Когда после поголовного истребления манджуров Бог пожелал забрать душу Джегис-хана к себе, он предуведомил его об этом смертельным недугом. У Потрясателя исчез сон и потребность в еде. Среди траченых лысых кошм и рваных одеял лежал он в юрте для лошадиных сбруй, и ни белый сокол, ни конь хулэг, ни вишневогубые манджурки не вызывали отзвука в его пустеющем сердце. Четыре верных пса, четыре готовых умереть за него кулюка пришли ко мне умолять о его спасении. Самый безутешный из них — Сэбудей — опустился предо мной на колени.
Ночью я пил воду и курил трубку. Мой — четвертый в ту пору — бубен, разогреваясь, звенел сухо и четко. Легкая колотушка не ощущалась в руке. Однако я долго не мог разволноваться, и дух-покровитель моей матери не хотел входить в меня. Отчаявшись, я лежал лицом вниз подле очага, пока не услышал нежный звук запевшей звезды. Я оглянулся — одна-единственная ярко-синяя звезда сияла посреди тоно. Я затрепетал и долго вглядывался в потухший очаг. Наконец с огромным усилием я превратился в гагару и вылетел вон.

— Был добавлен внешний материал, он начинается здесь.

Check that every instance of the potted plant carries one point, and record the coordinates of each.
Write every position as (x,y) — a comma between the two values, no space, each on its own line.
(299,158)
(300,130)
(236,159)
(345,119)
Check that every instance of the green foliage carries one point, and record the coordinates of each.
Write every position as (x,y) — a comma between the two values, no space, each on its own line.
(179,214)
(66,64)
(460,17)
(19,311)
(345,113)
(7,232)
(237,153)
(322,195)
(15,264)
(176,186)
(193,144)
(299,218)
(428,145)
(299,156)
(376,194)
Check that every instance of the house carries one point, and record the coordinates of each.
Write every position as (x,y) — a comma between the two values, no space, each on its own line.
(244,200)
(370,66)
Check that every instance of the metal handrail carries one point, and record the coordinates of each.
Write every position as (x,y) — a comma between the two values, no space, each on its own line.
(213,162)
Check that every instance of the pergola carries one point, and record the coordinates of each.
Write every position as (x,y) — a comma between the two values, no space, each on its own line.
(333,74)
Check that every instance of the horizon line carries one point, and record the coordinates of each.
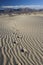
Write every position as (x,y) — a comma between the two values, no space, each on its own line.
(24,6)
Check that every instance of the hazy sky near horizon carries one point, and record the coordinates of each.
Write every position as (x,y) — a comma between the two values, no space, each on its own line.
(20,2)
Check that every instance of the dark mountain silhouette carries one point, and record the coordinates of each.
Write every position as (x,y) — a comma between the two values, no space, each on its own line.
(19,10)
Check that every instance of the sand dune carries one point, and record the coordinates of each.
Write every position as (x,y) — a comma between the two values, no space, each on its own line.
(21,46)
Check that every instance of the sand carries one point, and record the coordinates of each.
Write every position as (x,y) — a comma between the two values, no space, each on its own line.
(21,40)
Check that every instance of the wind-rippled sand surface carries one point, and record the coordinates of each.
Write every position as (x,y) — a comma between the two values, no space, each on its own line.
(21,40)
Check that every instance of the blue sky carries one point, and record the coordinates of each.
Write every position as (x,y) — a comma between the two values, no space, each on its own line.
(20,2)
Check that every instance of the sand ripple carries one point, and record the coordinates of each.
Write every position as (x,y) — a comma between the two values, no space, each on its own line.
(18,49)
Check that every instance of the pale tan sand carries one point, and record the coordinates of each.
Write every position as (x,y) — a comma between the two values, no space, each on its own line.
(21,40)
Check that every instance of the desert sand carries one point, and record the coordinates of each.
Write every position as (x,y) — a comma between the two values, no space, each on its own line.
(21,40)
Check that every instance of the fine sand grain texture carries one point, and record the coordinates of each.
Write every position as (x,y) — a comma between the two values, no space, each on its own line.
(21,40)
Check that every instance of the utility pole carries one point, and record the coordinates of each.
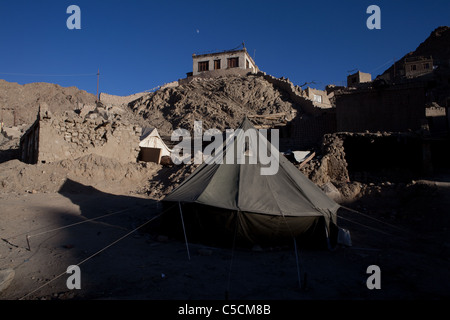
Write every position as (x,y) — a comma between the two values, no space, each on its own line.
(98,76)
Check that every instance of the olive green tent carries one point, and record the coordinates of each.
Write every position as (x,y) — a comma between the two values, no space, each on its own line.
(225,201)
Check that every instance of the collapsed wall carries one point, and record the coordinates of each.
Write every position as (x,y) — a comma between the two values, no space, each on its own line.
(53,138)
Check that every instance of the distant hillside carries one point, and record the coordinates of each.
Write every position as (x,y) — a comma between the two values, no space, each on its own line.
(24,100)
(220,102)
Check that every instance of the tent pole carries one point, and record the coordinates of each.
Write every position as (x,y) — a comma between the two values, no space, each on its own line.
(184,230)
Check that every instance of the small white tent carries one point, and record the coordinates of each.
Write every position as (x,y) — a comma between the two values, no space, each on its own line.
(152,146)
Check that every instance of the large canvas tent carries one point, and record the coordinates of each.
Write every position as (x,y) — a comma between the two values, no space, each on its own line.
(152,146)
(226,201)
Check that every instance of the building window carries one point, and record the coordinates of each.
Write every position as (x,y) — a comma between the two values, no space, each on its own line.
(233,62)
(203,66)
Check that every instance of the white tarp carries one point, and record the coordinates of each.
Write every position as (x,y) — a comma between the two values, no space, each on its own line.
(150,138)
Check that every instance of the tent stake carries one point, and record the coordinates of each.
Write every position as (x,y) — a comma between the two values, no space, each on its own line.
(184,230)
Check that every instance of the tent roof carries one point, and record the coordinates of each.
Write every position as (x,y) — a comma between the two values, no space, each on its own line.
(150,138)
(242,187)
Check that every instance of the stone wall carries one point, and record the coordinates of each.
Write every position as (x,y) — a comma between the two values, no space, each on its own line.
(397,108)
(54,138)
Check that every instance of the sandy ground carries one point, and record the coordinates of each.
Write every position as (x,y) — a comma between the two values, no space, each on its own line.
(414,261)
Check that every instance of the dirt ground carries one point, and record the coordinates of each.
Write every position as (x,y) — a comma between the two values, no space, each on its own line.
(409,242)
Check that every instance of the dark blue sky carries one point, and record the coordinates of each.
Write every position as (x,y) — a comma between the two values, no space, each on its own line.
(138,45)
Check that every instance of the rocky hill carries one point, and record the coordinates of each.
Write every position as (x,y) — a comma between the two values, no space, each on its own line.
(220,102)
(19,103)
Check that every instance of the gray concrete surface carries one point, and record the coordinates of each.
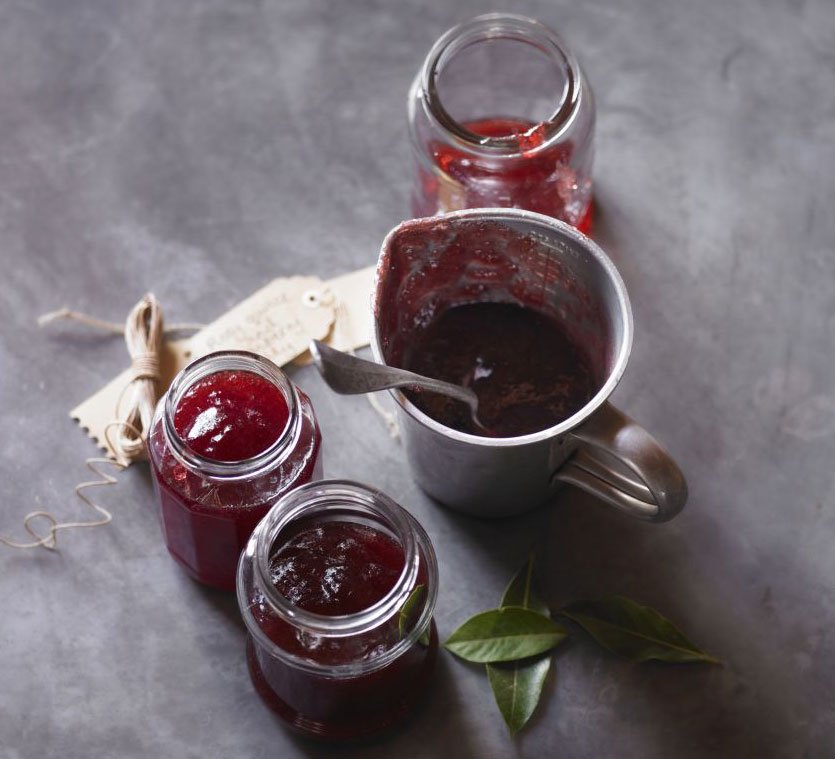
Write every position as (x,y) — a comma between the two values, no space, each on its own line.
(198,149)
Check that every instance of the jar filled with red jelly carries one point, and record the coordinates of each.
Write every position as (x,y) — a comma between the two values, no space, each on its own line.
(337,587)
(501,115)
(231,435)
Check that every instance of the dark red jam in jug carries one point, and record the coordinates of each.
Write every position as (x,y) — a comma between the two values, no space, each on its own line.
(526,371)
(337,586)
(231,435)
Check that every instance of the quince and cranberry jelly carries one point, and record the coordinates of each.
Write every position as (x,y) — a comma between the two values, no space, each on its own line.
(230,436)
(337,587)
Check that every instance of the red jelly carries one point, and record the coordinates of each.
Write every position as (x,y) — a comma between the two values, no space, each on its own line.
(231,435)
(501,115)
(337,586)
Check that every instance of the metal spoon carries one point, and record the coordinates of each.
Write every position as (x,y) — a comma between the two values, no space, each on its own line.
(349,375)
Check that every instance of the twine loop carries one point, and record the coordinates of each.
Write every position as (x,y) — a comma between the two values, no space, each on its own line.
(127,433)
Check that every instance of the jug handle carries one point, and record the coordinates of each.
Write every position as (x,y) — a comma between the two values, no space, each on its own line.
(618,461)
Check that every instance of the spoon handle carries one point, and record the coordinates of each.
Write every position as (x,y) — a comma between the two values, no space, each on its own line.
(349,375)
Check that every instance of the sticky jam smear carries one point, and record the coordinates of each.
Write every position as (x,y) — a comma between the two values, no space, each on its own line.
(336,567)
(231,415)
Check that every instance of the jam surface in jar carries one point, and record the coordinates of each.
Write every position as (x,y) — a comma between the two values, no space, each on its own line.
(540,180)
(339,683)
(526,371)
(222,449)
(231,415)
(336,568)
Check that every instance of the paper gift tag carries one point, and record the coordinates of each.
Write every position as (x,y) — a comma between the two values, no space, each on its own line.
(278,321)
(351,295)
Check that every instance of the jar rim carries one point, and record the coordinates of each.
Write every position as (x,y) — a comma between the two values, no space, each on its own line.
(493,26)
(365,501)
(229,361)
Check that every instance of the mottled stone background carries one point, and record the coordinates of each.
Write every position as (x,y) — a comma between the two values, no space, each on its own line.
(200,148)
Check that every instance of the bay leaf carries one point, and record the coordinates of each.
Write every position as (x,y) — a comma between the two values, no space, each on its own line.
(517,686)
(505,634)
(637,632)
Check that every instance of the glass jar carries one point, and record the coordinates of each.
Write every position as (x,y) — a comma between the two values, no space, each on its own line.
(327,673)
(500,115)
(209,504)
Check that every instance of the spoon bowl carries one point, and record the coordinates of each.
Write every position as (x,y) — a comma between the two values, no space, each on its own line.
(349,375)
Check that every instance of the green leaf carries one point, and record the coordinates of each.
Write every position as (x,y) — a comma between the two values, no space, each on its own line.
(408,613)
(517,686)
(505,635)
(634,631)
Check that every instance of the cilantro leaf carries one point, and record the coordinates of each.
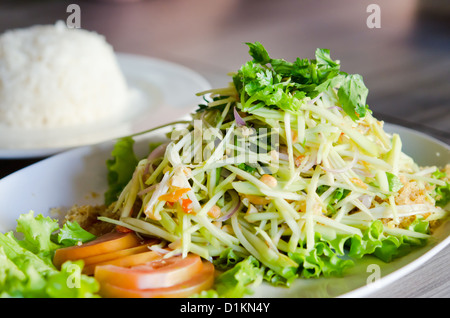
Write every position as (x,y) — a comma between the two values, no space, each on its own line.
(265,81)
(352,96)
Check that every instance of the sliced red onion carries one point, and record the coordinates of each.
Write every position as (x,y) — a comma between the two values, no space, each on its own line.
(157,152)
(335,107)
(239,121)
(230,213)
(366,200)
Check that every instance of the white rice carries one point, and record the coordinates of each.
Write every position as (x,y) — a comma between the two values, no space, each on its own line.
(52,76)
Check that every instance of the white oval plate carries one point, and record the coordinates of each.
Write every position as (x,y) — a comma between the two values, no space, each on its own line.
(162,91)
(78,176)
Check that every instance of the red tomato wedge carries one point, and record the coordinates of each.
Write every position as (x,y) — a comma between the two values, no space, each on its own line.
(203,280)
(107,243)
(161,273)
(144,247)
(125,261)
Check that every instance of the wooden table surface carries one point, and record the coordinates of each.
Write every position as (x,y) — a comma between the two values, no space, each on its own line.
(405,62)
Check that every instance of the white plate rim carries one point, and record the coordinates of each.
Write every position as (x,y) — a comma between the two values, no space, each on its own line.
(195,78)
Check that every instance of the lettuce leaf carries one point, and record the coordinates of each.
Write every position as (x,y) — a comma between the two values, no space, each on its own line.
(238,281)
(26,267)
(386,248)
(120,168)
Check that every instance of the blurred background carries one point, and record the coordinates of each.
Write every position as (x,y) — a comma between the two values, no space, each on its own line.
(405,60)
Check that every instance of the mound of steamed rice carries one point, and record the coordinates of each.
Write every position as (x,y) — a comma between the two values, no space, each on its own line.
(52,76)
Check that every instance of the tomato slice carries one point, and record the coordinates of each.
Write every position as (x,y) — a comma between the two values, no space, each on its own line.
(144,247)
(110,242)
(203,280)
(164,272)
(125,261)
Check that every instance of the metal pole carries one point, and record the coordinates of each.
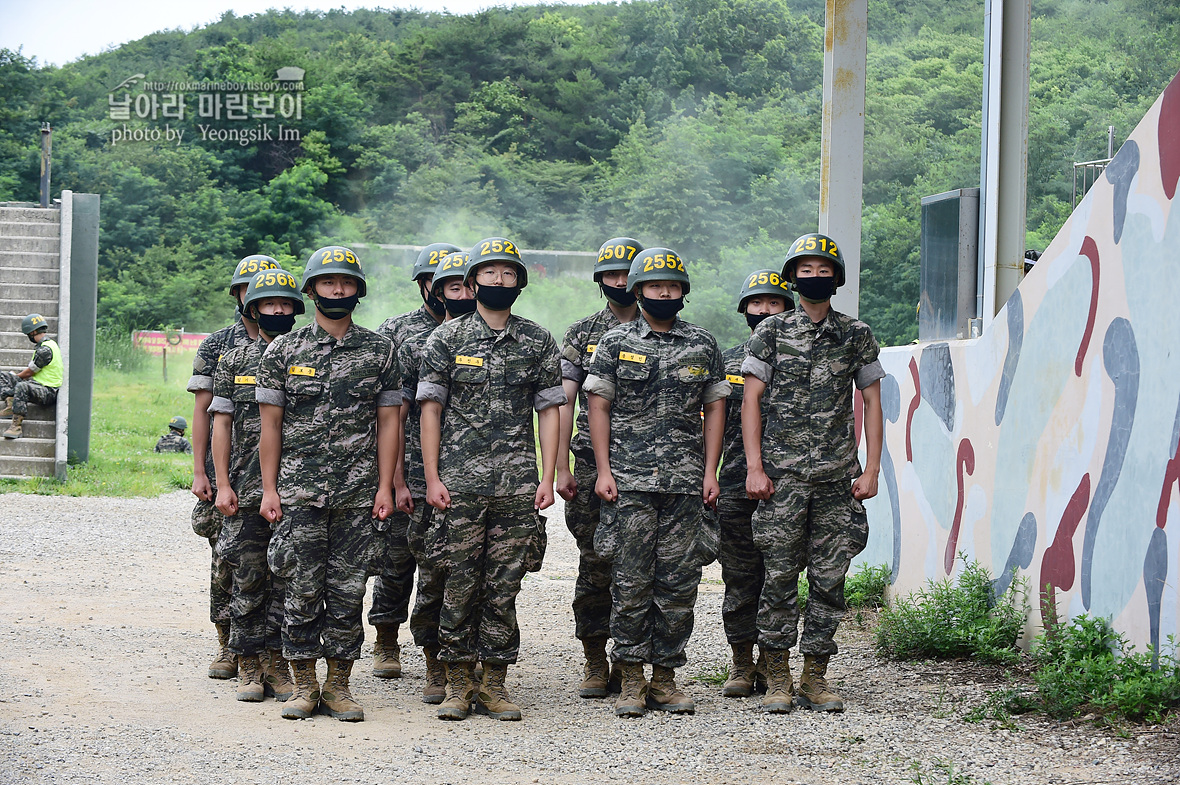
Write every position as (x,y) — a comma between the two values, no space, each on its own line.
(46,162)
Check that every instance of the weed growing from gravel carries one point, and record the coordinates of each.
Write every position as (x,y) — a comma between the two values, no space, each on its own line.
(952,619)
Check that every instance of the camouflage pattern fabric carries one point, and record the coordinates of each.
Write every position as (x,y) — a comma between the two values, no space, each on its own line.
(651,538)
(486,542)
(172,442)
(741,569)
(329,391)
(490,383)
(818,527)
(256,606)
(657,384)
(25,392)
(808,371)
(325,556)
(234,384)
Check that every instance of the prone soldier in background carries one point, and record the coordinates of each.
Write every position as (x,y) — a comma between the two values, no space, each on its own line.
(256,604)
(591,591)
(762,294)
(207,519)
(395,580)
(328,396)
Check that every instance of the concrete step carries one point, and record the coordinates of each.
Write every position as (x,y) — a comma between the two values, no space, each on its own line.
(38,275)
(30,228)
(20,308)
(17,466)
(26,243)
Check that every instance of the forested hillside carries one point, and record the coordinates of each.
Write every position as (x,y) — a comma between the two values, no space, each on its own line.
(687,123)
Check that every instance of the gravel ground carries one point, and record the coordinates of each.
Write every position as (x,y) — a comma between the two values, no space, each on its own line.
(105,642)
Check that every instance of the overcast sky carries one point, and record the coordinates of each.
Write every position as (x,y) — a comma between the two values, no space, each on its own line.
(60,31)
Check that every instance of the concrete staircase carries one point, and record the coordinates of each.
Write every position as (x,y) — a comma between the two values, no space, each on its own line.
(30,276)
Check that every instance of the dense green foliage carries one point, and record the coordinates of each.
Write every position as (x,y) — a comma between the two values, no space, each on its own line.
(687,123)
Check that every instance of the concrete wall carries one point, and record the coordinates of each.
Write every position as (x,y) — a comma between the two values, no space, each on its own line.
(1050,444)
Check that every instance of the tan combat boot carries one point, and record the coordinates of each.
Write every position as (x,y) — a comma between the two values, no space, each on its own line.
(386,653)
(664,695)
(492,698)
(741,673)
(434,691)
(460,689)
(335,699)
(249,679)
(780,687)
(224,665)
(813,692)
(307,692)
(14,431)
(276,676)
(633,691)
(597,669)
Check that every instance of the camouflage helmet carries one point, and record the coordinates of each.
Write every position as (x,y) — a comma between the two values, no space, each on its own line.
(818,246)
(616,254)
(767,282)
(496,249)
(428,259)
(274,283)
(452,266)
(333,260)
(657,265)
(249,266)
(32,324)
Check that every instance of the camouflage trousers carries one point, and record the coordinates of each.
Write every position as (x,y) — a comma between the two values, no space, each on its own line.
(651,541)
(25,392)
(591,591)
(256,606)
(207,522)
(487,538)
(741,569)
(325,555)
(817,527)
(424,622)
(395,582)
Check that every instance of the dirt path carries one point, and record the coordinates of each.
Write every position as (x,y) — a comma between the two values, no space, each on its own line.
(104,643)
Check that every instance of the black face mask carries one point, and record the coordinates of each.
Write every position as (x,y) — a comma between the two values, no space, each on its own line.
(276,324)
(815,289)
(754,320)
(459,307)
(497,298)
(662,309)
(336,307)
(618,295)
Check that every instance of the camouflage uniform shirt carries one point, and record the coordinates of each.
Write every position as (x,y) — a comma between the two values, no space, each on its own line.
(657,383)
(490,383)
(329,391)
(808,371)
(234,385)
(577,348)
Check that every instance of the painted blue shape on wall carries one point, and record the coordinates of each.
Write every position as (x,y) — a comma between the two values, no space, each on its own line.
(937,375)
(1015,340)
(1120,171)
(1120,357)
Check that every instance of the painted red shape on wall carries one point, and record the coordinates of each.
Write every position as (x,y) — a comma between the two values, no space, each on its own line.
(964,462)
(1090,252)
(1169,137)
(913,407)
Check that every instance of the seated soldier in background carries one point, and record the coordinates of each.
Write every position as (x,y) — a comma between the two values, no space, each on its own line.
(174,440)
(35,384)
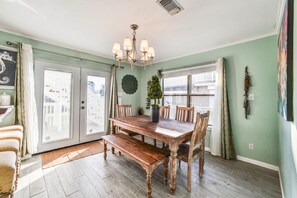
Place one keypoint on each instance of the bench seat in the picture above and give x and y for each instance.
(145, 154)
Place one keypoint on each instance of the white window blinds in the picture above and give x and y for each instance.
(189, 70)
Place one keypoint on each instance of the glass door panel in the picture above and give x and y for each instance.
(94, 104)
(57, 98)
(72, 104)
(56, 106)
(96, 99)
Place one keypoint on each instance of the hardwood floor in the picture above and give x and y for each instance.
(92, 177)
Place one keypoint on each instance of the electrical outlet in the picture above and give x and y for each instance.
(251, 96)
(251, 146)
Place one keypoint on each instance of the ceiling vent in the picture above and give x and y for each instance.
(171, 6)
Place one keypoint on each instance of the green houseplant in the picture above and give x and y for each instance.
(155, 93)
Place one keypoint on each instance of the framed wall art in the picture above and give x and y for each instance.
(8, 58)
(285, 63)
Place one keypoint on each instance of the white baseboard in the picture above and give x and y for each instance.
(262, 164)
(259, 163)
(281, 182)
(252, 161)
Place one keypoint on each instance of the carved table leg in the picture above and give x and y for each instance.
(113, 131)
(105, 150)
(173, 165)
(149, 184)
(165, 170)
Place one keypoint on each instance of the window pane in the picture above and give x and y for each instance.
(203, 83)
(96, 104)
(203, 104)
(175, 85)
(57, 94)
(173, 101)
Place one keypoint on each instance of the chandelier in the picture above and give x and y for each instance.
(131, 55)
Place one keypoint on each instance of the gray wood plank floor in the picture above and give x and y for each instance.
(120, 177)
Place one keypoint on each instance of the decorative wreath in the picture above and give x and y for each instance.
(129, 84)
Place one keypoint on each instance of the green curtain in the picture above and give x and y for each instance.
(19, 98)
(113, 100)
(227, 146)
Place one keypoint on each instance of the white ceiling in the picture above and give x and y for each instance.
(94, 25)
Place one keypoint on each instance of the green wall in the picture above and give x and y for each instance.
(261, 128)
(40, 55)
(288, 137)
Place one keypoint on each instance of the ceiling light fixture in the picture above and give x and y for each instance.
(131, 56)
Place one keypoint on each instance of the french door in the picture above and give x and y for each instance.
(72, 104)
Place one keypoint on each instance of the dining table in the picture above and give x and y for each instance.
(169, 131)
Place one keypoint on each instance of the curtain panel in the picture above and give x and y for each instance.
(221, 142)
(113, 100)
(25, 103)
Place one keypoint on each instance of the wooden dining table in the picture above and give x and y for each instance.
(171, 132)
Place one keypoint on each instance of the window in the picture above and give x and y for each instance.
(190, 88)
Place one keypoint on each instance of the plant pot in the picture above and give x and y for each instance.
(155, 113)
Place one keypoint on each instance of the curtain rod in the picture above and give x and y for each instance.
(189, 66)
(11, 43)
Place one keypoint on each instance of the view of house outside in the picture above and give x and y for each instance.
(57, 105)
(200, 94)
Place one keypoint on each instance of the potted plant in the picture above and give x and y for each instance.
(155, 93)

Я летел над жёлтой, лишь пятнами зеленеющей степью, над знакомыми урочищами и вспучившимися горами. Красавица наша Онон сияла мне в левый глаз, как голубая змея.
Ни в нижнем, ни в среднем небе души Джегис-хана я не нашел.
Возвратясь в юрту, я сменил бубен и, с ещё большим трудом обратясь в сокола-чеглока, вылетел наружу. Я пронырнул к верхнему небу. Оно было запечатано льдом.
Это было плохо. Я стал бить его клювом, царапал отлётным ногтем, я отлетал и вновь с разлету бился об лёд грудью. Говорили, что через тоно в юрту сыпались льдинки.